Abigail Johnson, chief executive officer of Fidelity Investments, and Shopify Inc. founder Tobias Lütke have joined as new investors in Breakthrough Energy Ventures, the clean-tech fund led by Bill Gates.

Launched in 2016, BEV is one of the largest financiers of companies working on technologies to cut emissions. The fund’s first round raised $1 billion and backed 45 startups, which work on everything from batteries to low-emissions fertilizers. Its investors featured billionaires including Jeff Bezos of Amazon Inc., Jack Ma of Alibaba Group Holding Ltd., and Michael R. Bloomberg, founder of Bloomberg LP.

Last month, BEV closed a new round of another $1 billion with an aim to invest in as many as 50 startups. Aside from Johnson and Lütke, four other new investors joined. They are John Sobrato, a real-estate billionaire; Seth Klarman, chief executive officer of hedge fund Baupost Group; Chris Stolte, founder of Tableau Software Inc.; and Ben Walton, the grandson of Walmart Inc. founder Sam Walton.

Most but not all the investors in BEV’s first round participated in the second round. A spokesperson for BEV declined to say who dropped out.

The first clean-tech boom between 2006 and 2011 proved disappointing for Silicon Valley investors who limited their involvement to startups in renewable electricity, biofuels and electric vehicles.

Funds like BEV and Prime Coalition have expanded the technology portfolio, with investments in lithium extraction and carbon capture. As the urgency of addressing climate change has grown, these funds have also brought in a wider group of wealthy individuals and family foundations.
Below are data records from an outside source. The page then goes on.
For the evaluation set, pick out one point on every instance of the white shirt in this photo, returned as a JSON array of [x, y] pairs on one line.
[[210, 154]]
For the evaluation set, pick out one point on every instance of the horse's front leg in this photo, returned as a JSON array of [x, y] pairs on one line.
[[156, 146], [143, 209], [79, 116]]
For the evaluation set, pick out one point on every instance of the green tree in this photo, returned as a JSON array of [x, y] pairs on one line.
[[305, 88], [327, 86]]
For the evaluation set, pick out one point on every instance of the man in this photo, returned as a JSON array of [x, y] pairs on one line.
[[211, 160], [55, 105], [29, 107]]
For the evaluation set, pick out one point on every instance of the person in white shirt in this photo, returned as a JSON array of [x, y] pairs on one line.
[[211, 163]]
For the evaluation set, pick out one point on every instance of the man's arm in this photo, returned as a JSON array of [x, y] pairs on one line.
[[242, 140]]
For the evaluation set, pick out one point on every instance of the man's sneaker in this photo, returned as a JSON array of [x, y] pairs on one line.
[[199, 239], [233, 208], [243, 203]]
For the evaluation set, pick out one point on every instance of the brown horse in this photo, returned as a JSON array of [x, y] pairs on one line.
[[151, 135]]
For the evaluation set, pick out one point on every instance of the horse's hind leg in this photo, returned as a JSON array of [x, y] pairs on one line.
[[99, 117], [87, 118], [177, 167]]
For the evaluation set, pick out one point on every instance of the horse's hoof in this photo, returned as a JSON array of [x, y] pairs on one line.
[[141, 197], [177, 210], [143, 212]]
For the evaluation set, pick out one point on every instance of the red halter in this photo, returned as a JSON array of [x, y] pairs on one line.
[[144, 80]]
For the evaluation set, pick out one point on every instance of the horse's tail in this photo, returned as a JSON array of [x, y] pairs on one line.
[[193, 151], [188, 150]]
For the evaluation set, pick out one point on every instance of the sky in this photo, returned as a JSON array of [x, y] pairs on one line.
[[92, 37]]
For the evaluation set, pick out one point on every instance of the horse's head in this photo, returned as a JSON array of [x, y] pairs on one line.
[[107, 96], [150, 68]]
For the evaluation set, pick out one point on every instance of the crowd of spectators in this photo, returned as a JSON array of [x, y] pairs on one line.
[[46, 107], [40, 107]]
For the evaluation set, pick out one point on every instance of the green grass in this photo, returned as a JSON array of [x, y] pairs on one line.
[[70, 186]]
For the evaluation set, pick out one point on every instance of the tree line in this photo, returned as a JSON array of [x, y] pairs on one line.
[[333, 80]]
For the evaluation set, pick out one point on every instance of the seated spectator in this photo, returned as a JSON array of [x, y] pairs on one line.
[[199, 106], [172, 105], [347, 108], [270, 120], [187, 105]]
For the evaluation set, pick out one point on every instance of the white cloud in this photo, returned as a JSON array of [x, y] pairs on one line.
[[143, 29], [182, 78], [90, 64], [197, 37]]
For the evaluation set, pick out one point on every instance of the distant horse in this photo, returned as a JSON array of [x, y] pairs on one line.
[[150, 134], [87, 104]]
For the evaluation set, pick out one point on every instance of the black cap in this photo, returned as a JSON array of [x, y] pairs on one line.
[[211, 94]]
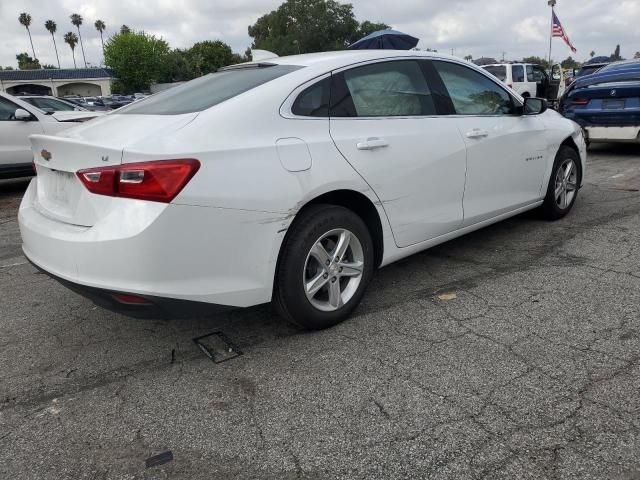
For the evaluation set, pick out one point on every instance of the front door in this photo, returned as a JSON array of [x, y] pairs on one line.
[[385, 122], [505, 150], [15, 147]]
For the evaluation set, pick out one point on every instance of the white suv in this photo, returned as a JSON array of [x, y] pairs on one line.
[[529, 80]]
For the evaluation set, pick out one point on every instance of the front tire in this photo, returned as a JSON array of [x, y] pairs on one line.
[[324, 268], [564, 183]]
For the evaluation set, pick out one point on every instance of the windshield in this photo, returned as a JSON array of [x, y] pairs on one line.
[[205, 92], [588, 70], [50, 104], [498, 71]]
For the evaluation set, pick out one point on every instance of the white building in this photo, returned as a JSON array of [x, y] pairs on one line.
[[57, 82]]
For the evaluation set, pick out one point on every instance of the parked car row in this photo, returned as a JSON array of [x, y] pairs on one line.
[[606, 103], [102, 103]]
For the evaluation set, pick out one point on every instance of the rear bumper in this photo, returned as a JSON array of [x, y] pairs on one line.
[[156, 307], [196, 254], [630, 134]]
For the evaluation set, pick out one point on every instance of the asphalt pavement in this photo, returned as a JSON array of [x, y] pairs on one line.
[[513, 352]]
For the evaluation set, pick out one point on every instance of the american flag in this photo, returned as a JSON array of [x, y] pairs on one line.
[[558, 31]]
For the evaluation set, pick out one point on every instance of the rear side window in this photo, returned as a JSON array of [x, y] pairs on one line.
[[517, 72], [205, 92], [386, 89], [498, 71], [314, 100], [472, 93]]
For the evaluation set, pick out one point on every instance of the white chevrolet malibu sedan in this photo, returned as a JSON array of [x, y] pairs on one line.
[[290, 182]]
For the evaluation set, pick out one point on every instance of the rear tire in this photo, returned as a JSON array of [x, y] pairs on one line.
[[324, 268], [564, 184]]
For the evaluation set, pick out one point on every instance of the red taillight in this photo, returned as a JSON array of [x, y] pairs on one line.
[[157, 181], [579, 101]]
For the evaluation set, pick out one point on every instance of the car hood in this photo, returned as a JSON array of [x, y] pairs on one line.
[[631, 74], [75, 116]]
BEV also takes a longer view of whether the investments pay off. In an interview earlier this month, Gates told Bloomberg Green that BEV is so new that “there’s no economic signal” yet to assess whether the fund is doing well. “It’s the quality of the teams. It’s the potential of the ideas,” Gates said. “And whether these companies would have happened without us.”